On Tuesday, Mourinho made allegations about the treatment afforded to Cech, claiming that 30 minutes had elapsed between his staff calling an ambulance and the goalkeeper leaving the ground. The ambulance service and Reading have made strong denials and Chelsea will now place the matter in the hands of the Football Association.
Cudicini said he had been "lucky" to escape without serious damage after only coming round when he was in the ambulance. But he was scathing about the suggestion from, among others, the Professional Footballers' Association chief executive, Gordon Taylor, that goalkeepers should wear protective headgear.
"How absurd," he said. "Instead of demanding action against those who so violently challenge the keepers, they want to dress us up like ice hockey keepers."
The South Central Ambulance Service NHS Trust further defended itself yesterday. Mark Ainsworth, the trust's operations manager on duty at the match, tackled Mourinho's allegations that it had taken30 minutes to get Cech into the ambulance.Ainsworth said: "We didn't take half an hour. It wasn't our delay. We are disappointed to have been dragged into it. It has tarnished our name."

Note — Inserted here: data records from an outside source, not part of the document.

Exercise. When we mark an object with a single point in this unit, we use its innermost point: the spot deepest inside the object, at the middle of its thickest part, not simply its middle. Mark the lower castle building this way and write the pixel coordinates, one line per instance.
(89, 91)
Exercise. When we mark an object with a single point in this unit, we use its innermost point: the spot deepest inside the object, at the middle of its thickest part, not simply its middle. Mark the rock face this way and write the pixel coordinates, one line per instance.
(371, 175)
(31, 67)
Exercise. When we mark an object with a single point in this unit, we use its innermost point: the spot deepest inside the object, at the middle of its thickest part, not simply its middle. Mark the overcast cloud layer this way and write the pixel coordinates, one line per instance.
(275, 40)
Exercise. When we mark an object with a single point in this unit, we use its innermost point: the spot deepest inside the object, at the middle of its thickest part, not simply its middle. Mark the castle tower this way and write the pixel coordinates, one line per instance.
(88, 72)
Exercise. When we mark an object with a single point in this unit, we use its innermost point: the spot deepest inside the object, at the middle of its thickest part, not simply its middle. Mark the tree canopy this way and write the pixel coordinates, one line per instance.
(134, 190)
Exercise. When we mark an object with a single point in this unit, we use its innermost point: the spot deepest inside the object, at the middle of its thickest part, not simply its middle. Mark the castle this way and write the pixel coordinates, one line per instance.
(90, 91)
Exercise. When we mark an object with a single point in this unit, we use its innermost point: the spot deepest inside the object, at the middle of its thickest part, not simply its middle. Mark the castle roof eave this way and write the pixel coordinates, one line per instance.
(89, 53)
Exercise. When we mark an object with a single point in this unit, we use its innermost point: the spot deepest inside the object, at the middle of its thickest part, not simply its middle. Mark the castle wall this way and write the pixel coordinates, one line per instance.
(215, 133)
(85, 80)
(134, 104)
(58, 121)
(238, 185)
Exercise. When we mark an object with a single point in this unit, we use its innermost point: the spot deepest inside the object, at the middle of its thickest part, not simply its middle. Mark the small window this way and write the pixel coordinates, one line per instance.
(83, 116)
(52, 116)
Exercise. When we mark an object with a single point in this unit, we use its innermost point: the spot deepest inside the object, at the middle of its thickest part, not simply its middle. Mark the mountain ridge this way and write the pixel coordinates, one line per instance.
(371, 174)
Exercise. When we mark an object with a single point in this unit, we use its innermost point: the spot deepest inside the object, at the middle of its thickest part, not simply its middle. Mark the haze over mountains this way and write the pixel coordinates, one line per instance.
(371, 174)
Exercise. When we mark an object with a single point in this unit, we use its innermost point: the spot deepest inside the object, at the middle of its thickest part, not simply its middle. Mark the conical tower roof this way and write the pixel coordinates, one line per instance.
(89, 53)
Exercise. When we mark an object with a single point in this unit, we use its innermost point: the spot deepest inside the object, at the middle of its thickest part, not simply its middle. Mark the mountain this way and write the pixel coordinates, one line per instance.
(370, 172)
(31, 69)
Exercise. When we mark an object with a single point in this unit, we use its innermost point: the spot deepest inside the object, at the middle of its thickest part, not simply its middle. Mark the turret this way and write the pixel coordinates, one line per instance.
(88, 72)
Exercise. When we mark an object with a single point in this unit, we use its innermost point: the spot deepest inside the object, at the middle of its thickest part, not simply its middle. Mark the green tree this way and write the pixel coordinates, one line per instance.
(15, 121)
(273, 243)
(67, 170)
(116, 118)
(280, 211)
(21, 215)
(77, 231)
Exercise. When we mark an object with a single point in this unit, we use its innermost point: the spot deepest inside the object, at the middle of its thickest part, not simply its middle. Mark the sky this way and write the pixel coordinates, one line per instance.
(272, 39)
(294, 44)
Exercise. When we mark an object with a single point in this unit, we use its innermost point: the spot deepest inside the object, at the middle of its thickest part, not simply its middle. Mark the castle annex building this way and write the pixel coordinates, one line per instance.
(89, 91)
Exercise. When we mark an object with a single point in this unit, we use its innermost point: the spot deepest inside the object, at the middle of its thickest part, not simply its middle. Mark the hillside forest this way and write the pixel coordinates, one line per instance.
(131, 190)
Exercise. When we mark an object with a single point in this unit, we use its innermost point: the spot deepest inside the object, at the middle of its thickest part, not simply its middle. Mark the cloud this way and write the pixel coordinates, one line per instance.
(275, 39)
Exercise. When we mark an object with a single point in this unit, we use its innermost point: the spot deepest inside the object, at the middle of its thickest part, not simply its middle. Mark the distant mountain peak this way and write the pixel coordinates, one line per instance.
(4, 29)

Chelsea's own medical facilities came in for criticism when Charlton said they had been unhappy with the care they received when Djimi Traoré was injured last month. Traoré, on loan from Liverpool, broke a bone in his leg, and the Charlton physio Wayne Diesel said there had been problems getting him to hospital.
"I asked the Chelsea medical staff if we could arrange an X-ray," Diesel said. "They use a local hospital but when we enquired about taking him there straight away there was a problem because the police would not let the ambulance leave the ground.
"In addition, when we contacted the hospital we were told it would take several hours because they were busy. That is not the way we do things."